今日の空だってーーーーーーーーーーーー。
雲一つ無い空は、僕に何も与えてくれない。
ー知ってるんでしょう?僕のこと、何もかも。ー
「ああ、知ってるよ。何もかも、みーんな」
そんな事を一人呟いては、また消える。
こんな日々にーーーーーー意味なんて。
手に持って生温くなってしまったコーラを一気に飲み干した。
なるべく遠くへ。誰も、僕を知らない場所へ行かないと。
さっき飲み干したペットボトルをぐしゃりと潰した。
ーーーーーーーーーーーーーーーーーーー
自己紹介遅れました!
はじめまして……?の方が大半だと思います。
普段は違う名前で、シリアス・ダーク小説で書かせてもらってます、顔無し@です(。-_-。)ヨロシクオネガイシマス!

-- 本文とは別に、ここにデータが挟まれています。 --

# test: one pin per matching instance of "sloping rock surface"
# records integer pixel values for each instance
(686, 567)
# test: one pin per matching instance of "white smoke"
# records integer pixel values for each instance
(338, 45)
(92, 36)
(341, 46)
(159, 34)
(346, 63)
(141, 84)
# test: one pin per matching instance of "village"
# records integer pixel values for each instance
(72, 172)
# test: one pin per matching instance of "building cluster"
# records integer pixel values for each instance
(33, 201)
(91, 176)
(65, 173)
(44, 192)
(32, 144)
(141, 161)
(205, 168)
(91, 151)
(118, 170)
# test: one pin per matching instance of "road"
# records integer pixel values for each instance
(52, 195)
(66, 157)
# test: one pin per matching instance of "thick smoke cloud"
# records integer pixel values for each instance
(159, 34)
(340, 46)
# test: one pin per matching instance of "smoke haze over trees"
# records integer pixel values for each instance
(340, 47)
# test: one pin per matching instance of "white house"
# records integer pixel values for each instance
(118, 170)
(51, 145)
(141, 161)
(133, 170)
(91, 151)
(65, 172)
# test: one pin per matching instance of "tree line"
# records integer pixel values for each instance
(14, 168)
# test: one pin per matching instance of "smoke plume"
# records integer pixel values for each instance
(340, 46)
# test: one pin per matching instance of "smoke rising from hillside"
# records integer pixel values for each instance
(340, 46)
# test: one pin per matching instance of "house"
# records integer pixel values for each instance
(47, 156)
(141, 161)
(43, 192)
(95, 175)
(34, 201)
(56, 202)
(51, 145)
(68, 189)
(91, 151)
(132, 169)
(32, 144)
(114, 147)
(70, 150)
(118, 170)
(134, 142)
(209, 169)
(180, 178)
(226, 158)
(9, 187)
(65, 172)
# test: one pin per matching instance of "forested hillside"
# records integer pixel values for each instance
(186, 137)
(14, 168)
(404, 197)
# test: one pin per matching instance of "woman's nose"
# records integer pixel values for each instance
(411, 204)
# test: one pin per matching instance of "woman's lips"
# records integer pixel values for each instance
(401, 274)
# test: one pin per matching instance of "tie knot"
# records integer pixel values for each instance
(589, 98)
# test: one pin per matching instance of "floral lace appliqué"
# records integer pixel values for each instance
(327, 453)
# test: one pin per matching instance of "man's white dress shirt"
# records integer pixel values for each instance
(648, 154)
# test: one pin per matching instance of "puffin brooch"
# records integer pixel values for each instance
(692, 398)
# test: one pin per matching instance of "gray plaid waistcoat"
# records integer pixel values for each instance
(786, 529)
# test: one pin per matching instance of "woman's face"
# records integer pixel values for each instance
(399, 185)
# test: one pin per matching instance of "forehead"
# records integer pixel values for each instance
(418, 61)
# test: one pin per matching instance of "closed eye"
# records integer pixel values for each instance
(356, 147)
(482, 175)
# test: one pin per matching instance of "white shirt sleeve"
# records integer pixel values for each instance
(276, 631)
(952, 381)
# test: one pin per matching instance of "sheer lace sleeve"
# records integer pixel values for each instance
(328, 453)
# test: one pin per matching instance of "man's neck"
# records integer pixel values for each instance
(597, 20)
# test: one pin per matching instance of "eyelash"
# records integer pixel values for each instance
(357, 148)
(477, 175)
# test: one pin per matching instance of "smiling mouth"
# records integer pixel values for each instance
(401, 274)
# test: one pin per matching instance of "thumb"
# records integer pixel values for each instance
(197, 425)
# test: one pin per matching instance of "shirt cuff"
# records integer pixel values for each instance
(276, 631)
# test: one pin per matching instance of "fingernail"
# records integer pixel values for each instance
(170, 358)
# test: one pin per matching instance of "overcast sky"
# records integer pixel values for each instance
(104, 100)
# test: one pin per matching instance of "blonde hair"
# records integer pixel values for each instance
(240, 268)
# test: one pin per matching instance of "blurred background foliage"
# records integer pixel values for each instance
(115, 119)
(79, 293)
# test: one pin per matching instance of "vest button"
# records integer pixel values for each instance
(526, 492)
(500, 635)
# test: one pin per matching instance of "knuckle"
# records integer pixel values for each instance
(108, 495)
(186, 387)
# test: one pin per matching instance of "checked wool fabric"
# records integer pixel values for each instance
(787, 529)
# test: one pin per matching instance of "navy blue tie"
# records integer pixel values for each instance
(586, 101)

いつも暗い…というか、重い感じなので、今回は初めてコメディ・ライト小説に挑戦!!
明るい感じの小説を書いてみたいなーって思ってスレ立てしました!
でも、書いてみたらーーーー。
《全然明るくないじゃん(笑顔)》ってなりました……。
こんな私ですが、よろしくお願いします!
○*○*○*○*○*○*○*○*○*○*○
《訪問者》
*のれり様
著書:Amnesia
*まみむ めも様
著書:中1ですか?澪さん!
*碧様
著書:君が居なくなった八月。
*はるた様
著書:I live with ヴぁんぱいあ。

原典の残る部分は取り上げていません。